Althea, 1930 (WAGL-223)

April 14, 2020

Althea, 1930 (WAGL-223)

Named for a genus of plants of the mallow family. It includes the officinal marsh mallow, and the garden hollyhocks. An ornamental shrub (hibiscus syriacus) of the mallow family.

Builder: New London Ship & Engine Company, Groton, Connecticut

Length: 80' 9"

Beam: 19'

Draft: 3' 8"

Displacement: 120 tons

Cost: $80,892

Launched: 1930

Commissioned: 30 April 1930

Decommissioned: 10 November 1962

Disposition: Sold, 26 November 1963 to the Leeward Trading Company of Miami for $2,567.50.

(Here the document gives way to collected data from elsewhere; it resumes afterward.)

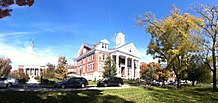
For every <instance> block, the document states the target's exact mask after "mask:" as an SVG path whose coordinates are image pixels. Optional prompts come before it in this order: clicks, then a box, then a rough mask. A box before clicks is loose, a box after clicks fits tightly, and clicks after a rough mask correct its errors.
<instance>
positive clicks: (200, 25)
mask: <svg viewBox="0 0 218 103" xmlns="http://www.w3.org/2000/svg"><path fill="white" fill-rule="evenodd" d="M193 11H195V12H196V13H198V14H199V15H200V16H201V17H202V19H203V20H204V25H199V26H200V27H201V28H203V30H204V32H203V33H202V35H201V36H202V37H203V38H204V39H203V45H202V47H203V48H204V57H205V58H204V61H205V64H207V65H208V67H209V68H210V70H211V71H212V72H213V90H216V89H217V87H216V57H217V46H218V43H217V36H218V35H217V33H218V5H217V4H215V5H211V6H206V5H197V6H194V7H193ZM210 57H212V64H211V63H210V60H209V58H210Z"/></svg>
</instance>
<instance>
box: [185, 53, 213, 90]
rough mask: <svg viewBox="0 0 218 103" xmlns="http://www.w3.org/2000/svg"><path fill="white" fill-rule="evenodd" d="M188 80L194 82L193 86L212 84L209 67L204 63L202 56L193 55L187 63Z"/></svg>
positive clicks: (186, 72)
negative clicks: (211, 81) (202, 59)
mask: <svg viewBox="0 0 218 103" xmlns="http://www.w3.org/2000/svg"><path fill="white" fill-rule="evenodd" d="M187 66H188V69H187V72H186V73H187V78H186V79H187V80H190V81H192V86H194V84H195V82H196V81H197V82H200V83H210V81H211V78H212V77H211V72H210V69H209V68H208V66H207V65H206V64H205V63H204V61H202V59H201V56H198V55H192V56H191V57H190V59H189V60H188V61H187Z"/></svg>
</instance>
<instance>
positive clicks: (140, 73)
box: [140, 62, 147, 79]
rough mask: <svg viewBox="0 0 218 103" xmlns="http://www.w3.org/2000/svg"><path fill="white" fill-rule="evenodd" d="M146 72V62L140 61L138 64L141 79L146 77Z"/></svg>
mask: <svg viewBox="0 0 218 103" xmlns="http://www.w3.org/2000/svg"><path fill="white" fill-rule="evenodd" d="M146 73H147V64H146V63H144V62H142V63H141V65H140V76H141V78H142V79H146Z"/></svg>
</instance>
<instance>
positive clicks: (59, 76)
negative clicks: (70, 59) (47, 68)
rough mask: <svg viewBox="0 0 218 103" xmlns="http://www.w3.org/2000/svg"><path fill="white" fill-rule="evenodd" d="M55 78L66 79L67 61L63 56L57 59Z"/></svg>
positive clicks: (64, 57)
mask: <svg viewBox="0 0 218 103" xmlns="http://www.w3.org/2000/svg"><path fill="white" fill-rule="evenodd" d="M55 77H56V78H57V79H60V80H65V79H67V60H66V58H65V57H64V56H60V57H59V59H58V65H57V68H56V70H55Z"/></svg>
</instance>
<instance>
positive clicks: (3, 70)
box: [0, 57, 12, 77]
mask: <svg viewBox="0 0 218 103" xmlns="http://www.w3.org/2000/svg"><path fill="white" fill-rule="evenodd" d="M11 69H12V66H11V60H10V59H9V58H4V57H0V77H6V76H8V74H9V73H10V71H11Z"/></svg>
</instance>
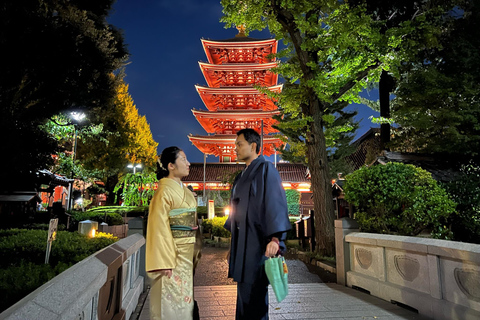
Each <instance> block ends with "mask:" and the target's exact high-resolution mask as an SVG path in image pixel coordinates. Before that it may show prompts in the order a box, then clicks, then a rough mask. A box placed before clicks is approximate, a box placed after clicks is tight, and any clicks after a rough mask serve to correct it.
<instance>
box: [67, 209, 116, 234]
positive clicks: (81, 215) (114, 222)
mask: <svg viewBox="0 0 480 320" xmlns="http://www.w3.org/2000/svg"><path fill="white" fill-rule="evenodd" d="M105 216H106V221H105ZM85 220H91V221H97V222H98V224H99V225H100V224H101V223H102V222H105V223H107V224H108V225H109V226H112V225H121V224H123V217H122V215H121V213H120V212H118V211H110V210H106V211H103V210H93V211H92V210H88V211H85V212H82V211H72V216H71V217H70V228H71V230H78V223H79V222H80V221H85Z"/></svg>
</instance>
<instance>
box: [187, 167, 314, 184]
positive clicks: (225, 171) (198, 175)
mask: <svg viewBox="0 0 480 320" xmlns="http://www.w3.org/2000/svg"><path fill="white" fill-rule="evenodd" d="M244 168H245V164H242V163H221V162H220V163H208V162H207V163H206V165H205V182H217V183H221V182H222V181H223V180H224V179H225V177H228V176H229V175H231V174H233V173H235V172H237V171H239V170H243V169H244ZM277 170H278V173H280V178H282V182H291V183H292V182H293V183H302V182H310V179H309V178H308V177H309V174H308V168H307V167H306V166H304V165H303V164H295V163H284V162H279V163H277ZM182 181H183V182H185V183H187V184H188V183H189V182H197V183H199V182H200V183H201V182H203V163H191V164H190V173H189V174H188V176H186V177H183V178H182Z"/></svg>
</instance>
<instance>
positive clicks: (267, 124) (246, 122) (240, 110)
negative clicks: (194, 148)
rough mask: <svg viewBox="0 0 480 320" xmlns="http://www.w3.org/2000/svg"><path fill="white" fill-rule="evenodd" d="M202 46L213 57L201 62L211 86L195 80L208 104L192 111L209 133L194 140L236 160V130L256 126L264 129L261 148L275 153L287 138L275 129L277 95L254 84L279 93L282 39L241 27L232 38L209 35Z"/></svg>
mask: <svg viewBox="0 0 480 320" xmlns="http://www.w3.org/2000/svg"><path fill="white" fill-rule="evenodd" d="M201 41H202V46H203V49H204V51H205V54H206V56H207V59H208V63H205V62H199V65H200V69H201V70H202V73H203V75H204V77H205V80H206V82H207V86H198V85H197V86H196V89H197V92H198V94H199V95H200V98H201V99H202V101H203V103H204V104H205V106H206V108H207V110H205V111H204V110H196V109H193V110H192V113H193V115H194V116H195V118H196V119H197V121H198V122H199V123H200V125H201V126H202V127H203V129H205V131H206V132H207V135H192V134H190V135H189V137H188V138H189V140H190V141H191V142H192V143H193V144H194V145H195V146H196V147H197V148H198V149H199V150H200V151H202V153H204V154H208V155H214V156H216V157H219V160H220V162H235V160H236V154H235V138H236V133H237V132H238V131H239V130H241V129H244V128H252V129H255V130H257V132H259V133H263V140H262V144H263V146H262V152H263V155H265V156H271V155H273V154H274V153H275V148H279V147H281V146H282V145H283V142H282V141H281V140H280V139H279V138H276V137H274V136H273V135H272V134H273V133H275V132H276V130H275V129H274V128H273V127H272V125H274V124H275V122H276V121H275V120H274V119H273V118H272V117H273V116H274V115H278V114H280V111H279V110H278V107H277V106H276V105H275V103H274V101H272V99H270V98H269V97H268V96H267V94H266V93H262V92H260V91H259V90H257V89H256V87H255V86H261V87H263V88H266V89H268V90H270V91H272V92H275V93H280V92H281V90H282V85H278V84H277V82H278V76H277V74H275V73H273V72H272V71H271V69H272V68H274V67H275V66H276V61H275V58H274V57H271V54H275V53H276V52H277V40H275V39H266V40H261V39H253V38H249V37H246V36H245V35H244V34H243V33H242V32H240V33H239V34H238V35H237V36H236V37H235V38H233V39H227V40H216V41H214V40H205V39H202V40H201Z"/></svg>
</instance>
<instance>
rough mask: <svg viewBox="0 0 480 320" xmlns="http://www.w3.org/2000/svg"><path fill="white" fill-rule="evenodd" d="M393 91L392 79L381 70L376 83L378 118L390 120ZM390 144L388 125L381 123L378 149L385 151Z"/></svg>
mask: <svg viewBox="0 0 480 320" xmlns="http://www.w3.org/2000/svg"><path fill="white" fill-rule="evenodd" d="M392 90H393V78H392V76H391V75H389V74H388V72H387V71H385V70H382V74H381V76H380V81H379V83H378V91H379V99H380V117H382V118H390V92H391V91H392ZM389 142H390V124H389V123H382V124H381V125H380V147H381V150H386V147H387V145H388V143H389Z"/></svg>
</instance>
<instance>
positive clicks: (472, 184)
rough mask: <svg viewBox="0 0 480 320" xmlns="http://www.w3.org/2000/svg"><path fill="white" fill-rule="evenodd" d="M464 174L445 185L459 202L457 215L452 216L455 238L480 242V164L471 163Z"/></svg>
mask: <svg viewBox="0 0 480 320" xmlns="http://www.w3.org/2000/svg"><path fill="white" fill-rule="evenodd" d="M461 171H462V173H463V175H462V176H461V177H460V178H459V179H458V180H455V181H452V182H449V183H445V184H443V186H444V187H445V189H446V190H447V192H448V193H449V194H450V196H451V198H452V199H453V200H454V201H455V202H456V203H457V204H458V206H457V212H458V214H457V215H454V216H452V217H451V224H452V231H453V234H454V239H455V240H457V241H464V242H471V243H478V244H480V166H478V165H474V164H469V165H465V166H463V167H462V169H461Z"/></svg>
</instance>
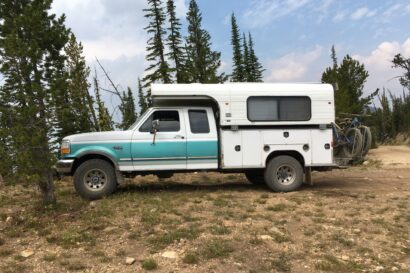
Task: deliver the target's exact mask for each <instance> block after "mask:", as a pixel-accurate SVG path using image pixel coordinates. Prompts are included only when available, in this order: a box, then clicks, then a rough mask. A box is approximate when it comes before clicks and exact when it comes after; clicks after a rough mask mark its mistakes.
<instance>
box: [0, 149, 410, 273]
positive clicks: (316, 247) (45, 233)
mask: <svg viewBox="0 0 410 273" xmlns="http://www.w3.org/2000/svg"><path fill="white" fill-rule="evenodd" d="M392 151H393V152H392ZM393 153H394V154H395V155H396V156H395V157H392V156H391V155H392V154H393ZM408 155H409V148H408V147H380V148H379V149H377V150H375V151H372V152H371V154H370V157H369V160H368V163H367V165H365V166H359V167H355V168H351V169H346V170H335V171H332V172H326V173H314V174H313V179H314V182H315V184H314V186H304V187H303V188H302V189H301V190H300V191H298V192H292V193H286V194H279V193H272V192H269V191H268V190H267V189H266V188H265V187H262V186H261V187H256V186H254V185H251V184H249V183H248V182H247V181H246V179H245V178H244V177H243V176H242V175H219V174H201V173H199V174H195V175H182V174H181V175H176V176H174V177H173V178H171V179H169V180H167V181H161V182H159V181H158V180H157V179H156V178H154V177H145V178H138V179H135V180H134V181H128V182H127V183H126V184H125V185H123V186H122V187H121V188H120V189H119V191H118V192H117V193H116V194H115V195H113V196H111V197H109V198H107V199H104V200H99V201H94V202H91V203H90V202H87V201H84V200H81V199H80V198H79V197H78V196H77V194H76V193H75V192H74V190H73V187H72V185H71V181H63V182H59V183H58V184H57V197H58V200H59V205H58V206H57V207H55V208H42V207H41V206H39V204H37V203H35V202H33V201H32V200H37V199H39V197H38V196H37V195H36V194H37V193H36V191H35V189H34V188H33V187H27V186H24V187H23V186H7V187H3V188H2V189H0V272H68V271H69V272H75V271H78V272H145V271H149V270H154V271H155V272H303V273H304V272H307V273H309V272H410V237H409V226H410V210H409V205H410V167H409V166H408V163H409V162H408V161H406V160H409V156H408ZM392 167H394V168H392ZM127 257H128V262H129V263H130V264H129V265H127V264H126V261H127ZM134 259H135V260H134Z"/></svg>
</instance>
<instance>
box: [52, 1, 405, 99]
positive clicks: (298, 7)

Machinery: 2 Cummins 4-cylinder, 4-cycle diesels; twin propellers

Performance: 7.0 knots (max); 6.0 knots (cruise); 875 mile range at 6.0 knots

Deck Gear: 1.5 ton boom capacity with an electric hoist

Complement: 9

Armament: None


Althea was built by the New London Ship & Engine Company of Groton,CT for the U.S. Lighthouse Service. She, and her sister-tender Poinciana, were small, light-draft bay and sound tenders designed for service in the inland waters of the South Atlantic coast. The Althea, built to replace the tender Water Lily, was assigned to the 6th Lighthouse District at Fort Pierce, FL. Here she conducted general aids to navigation work through 1962. On 24 and 25 October 1952 2 she aided in a hurricane evacuation. On 29 November 1952 she transported plane wreckage to Patrick Air Force Base.

She was decommissioned on 10 November 1962 and was sold on 26 November 1963 to the Leeward Trading Company of Miami for $2,567.50.


Cutter Files, Coast Guard Historian's Office

Douglas Peterson. U.S. Lighthouse Service Tenders, 1840 - 1939. Annapolis, Maryland: Eastwind Publishing, 2000.

Robert Scheina. U.S. Coast Guard Cutters & Craft of World War II. Annapolis, Maryland: Naval Institute Press, 1982.